CLICK HERE FOR FREE BLOG LAYOUTS, LINK BUTTONS AND MORE! »

Friday, March 29, 2013

Remember




I remember Delores, and Chris, and why it didn't work out. I remember the max setting for a pediatric IV infusion is 100 cc/hour. I remember until I don't sleep, and it's 4 in the morning, and I'm sitting in the living room, in the dark, about to have a cup of coffee, and there's a tear threatening to leak. I'm slightly hungover from my Presidente Margarita and glass of wine last night, and I'm dreading today and tomorrow. It's only appropriate her funeral would be Easter weekend. Easter was always her holiday. The spread of food laid out in her garage, the games of Poker that would follow. I'm not sure why I thought that would ever end. I want to know what will happen to her house. Just another house in Shelby that will become a symbol of "remember when" like Grandma Norma's and our old house on 10th Ave. Will our poker games be the same? I don't know how they can be.

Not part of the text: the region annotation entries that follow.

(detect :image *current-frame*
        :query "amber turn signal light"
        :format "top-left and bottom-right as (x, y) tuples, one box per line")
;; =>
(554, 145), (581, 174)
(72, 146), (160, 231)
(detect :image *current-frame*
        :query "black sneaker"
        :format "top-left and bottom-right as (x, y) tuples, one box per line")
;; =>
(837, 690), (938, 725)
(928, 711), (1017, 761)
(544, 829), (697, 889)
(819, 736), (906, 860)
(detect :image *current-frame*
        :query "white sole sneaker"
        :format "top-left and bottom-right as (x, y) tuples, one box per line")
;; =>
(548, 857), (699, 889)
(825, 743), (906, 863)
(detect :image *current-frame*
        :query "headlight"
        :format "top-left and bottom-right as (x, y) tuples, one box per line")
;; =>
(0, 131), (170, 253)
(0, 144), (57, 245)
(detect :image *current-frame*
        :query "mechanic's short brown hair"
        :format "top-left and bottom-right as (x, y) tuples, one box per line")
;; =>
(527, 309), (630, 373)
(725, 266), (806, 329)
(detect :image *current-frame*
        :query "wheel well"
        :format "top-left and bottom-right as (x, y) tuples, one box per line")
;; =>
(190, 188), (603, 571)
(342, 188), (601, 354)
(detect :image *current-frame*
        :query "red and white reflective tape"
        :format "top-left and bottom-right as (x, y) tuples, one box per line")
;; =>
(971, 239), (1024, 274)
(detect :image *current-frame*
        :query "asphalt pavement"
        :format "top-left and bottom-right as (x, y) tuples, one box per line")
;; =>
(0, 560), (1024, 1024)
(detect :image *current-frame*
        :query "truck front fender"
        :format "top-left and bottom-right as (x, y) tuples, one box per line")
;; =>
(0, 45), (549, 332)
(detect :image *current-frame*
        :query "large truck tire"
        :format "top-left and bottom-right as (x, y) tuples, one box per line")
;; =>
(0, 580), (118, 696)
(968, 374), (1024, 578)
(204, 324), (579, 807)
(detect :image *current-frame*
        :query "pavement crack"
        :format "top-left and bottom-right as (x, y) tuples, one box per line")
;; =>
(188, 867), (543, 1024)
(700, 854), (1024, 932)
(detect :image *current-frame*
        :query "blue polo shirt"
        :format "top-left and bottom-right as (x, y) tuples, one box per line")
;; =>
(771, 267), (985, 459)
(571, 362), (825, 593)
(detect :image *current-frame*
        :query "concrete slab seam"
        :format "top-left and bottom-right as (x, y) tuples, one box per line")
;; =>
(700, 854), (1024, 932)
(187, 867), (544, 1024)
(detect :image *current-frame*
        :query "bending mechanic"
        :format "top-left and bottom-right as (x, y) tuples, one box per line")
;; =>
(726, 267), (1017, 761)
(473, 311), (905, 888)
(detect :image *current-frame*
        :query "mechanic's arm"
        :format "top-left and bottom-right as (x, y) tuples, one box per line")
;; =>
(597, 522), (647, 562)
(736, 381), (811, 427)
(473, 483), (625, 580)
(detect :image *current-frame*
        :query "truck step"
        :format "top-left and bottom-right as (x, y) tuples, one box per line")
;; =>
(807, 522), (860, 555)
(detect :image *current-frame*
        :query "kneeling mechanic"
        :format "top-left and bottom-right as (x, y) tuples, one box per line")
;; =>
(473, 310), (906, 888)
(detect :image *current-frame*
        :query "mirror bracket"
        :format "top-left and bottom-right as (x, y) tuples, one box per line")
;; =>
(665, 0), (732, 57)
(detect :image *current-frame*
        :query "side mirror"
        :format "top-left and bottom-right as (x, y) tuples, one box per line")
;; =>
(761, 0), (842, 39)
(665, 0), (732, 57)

Will Grandma be okay? I'm so afraid of her losing her will, and giving up. I'm not sure I can stand losing her. Delores is the herald sign; we're not all going to be around forever...things don't stay the same. The petty squabbling and minor grievances aren't worth it. Delores was the first one to forgive, the first one there when someone needed help. Holiday get togethers just won't be the same without her. I'm going to miss her smile. Good-bye Delores...thank you for being such a wonderful woman. 

“I've learned that people will forget what you said, people will forget what you did, but people will never forget how you made them feel.”